Sin embargo, el agua subterránea no garantiza la potabilidad: "El hecho que sea subterránea no quiere decir que sea buena". Es que hay vastas regiones donde "la salinidad o la toxicidad del agua es tan limitante que directamente no podés hacer una producción animal", advirtió el entrevistado.
Como solución a este problema de calidad en zonas aptas para la ganadería, provincias como San Luis y Mendoza, desarrollaron acueductos para uso ganadero, llevando agua de buena calidad a zonas de cría bovina que carecen de ella.
La calidad del agua es un pilar de la sanidad animal. "La eficiencia de la producción ganadera, sea de carne o leche, entra por la boca. Si un nutricionista formula una ración precisa, un agua de mala calidad puede destruir todo el trabajo, ya que interfiere con la digestión y limita la capacidad del bovino de transformar el alimento en producto”, explicó Ricardo Sager.
Análisis y suplementación
Antes de iniciar la producción en un campo, lo primero que hay que revisar es la calidad del agua. Para ello, el profesional sugiere cuatro pasos:
1. Muestreo: Sacar una muestra de 1 litro de cada fuente de agua.
2. Análisis de rutina: Enviar la muestra a laboratorios estandarizados y especializados para un análisis químico de rutina, determinando pH, sólidos disueltos totales, cloruros, sulfatos, entre otros elementos.
3. Análisis bacteriológico: Se recomienda un análisis bacteriológico con los mismos parámetros que se usan para consumo humano.
4. Periodicidad: El agua puede cambiar si está influenciada por lluvias. En estos casos, el análisis debe repetirse como mínimo dos veces al año (verano e invierno).

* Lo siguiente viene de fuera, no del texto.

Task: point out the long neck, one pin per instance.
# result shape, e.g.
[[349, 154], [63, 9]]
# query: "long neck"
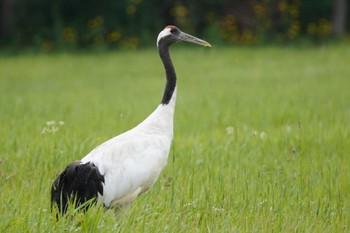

Para la producción de carne (cría bovina), un agua con una salinidad total de entre 2 y a 4 gramos de sales totales por litro “es muy aceptable. Si la salinidad está por debajo de 2 g/L, el agua es deficiente y habría que suplementar. Si está por encima de los 4 g/L, comenzará a limitar el consumo, reduciendo el potencial óptimo de producción”, dijo el profesional.
Bebederos: ¿Por qué es clave la ubicación, diseño e higiene?
El manejo adecuado de los bebederos es crucial en la producción ganadera. Sager indica que el principio básico es que los mismos "deben estar donde están las vacas. Ellas no tienen que ir a buscar el agua".
» Ubicación: En sistemas intensivos (tambos, engordes a pasto, feedlots), el bebedero debe estar "en la parcela donde está comiendo el animal". Para vacas de tambo, la distancia del mismo no debería exceder los 100 o 200 metros de la comida. En sistemas extensivos de cría, aunque la vaca necesita caminar más, la distancia entre el alimento y el agua "no debería exceder de 2.000 metros".
» Riesgo de distancia: Si el animal tiene que salir a beber lejos, se rompe el ciclo de crecimiento y reposición de nutrientes, ya que mucha materia fecal y orina se queda fuera del potrero.
» Almacenamiento/presión:
• Extensivo: Se prioriza la capacidad de almacenar agua, por ejemplo, en tanques australianos, para al menos una semana, previendo roturas de bombas o molinos.
• Intensivo (feedlots, tambos estabulados): Se requiere "muy buena presión". Los bebederos deben ser más chicos y fáciles de limpiar, pero la alta presión evita que los animales tengan que hacer cola esperando el llenado.
» Higiene: Es vital proteger el almacenamiento y mantener el agua "circulando siempre lo más fresca posible". Los tanques australianos deben estar "frescos y limpios" y suficientemente elevados para que no les entre tierra o materia fecal. Los bebederos, que son los más expuestos, deben ser limpiados periódicamente, en el campo. "Aunque sea una vez al mes hay que pasarle algún tipo de cepillos, como mínimo", señaló el especialista. También se debe evitar el crecimiento excesivo de algas y la formación de barros.
Nota de Tapa 3
No sólo de pasto se vive
En definitiva, la atención al agua es un desafío constante que requiere romper la desaprensión histórica. Como sugiere Sager, las vacas "no solo viven de pasto".
Además, reconoció al agua como factor productivo y sanitario clave. Con su buena gestión, se podrá alcanzar la eficiencia y el bienestar animal deseados.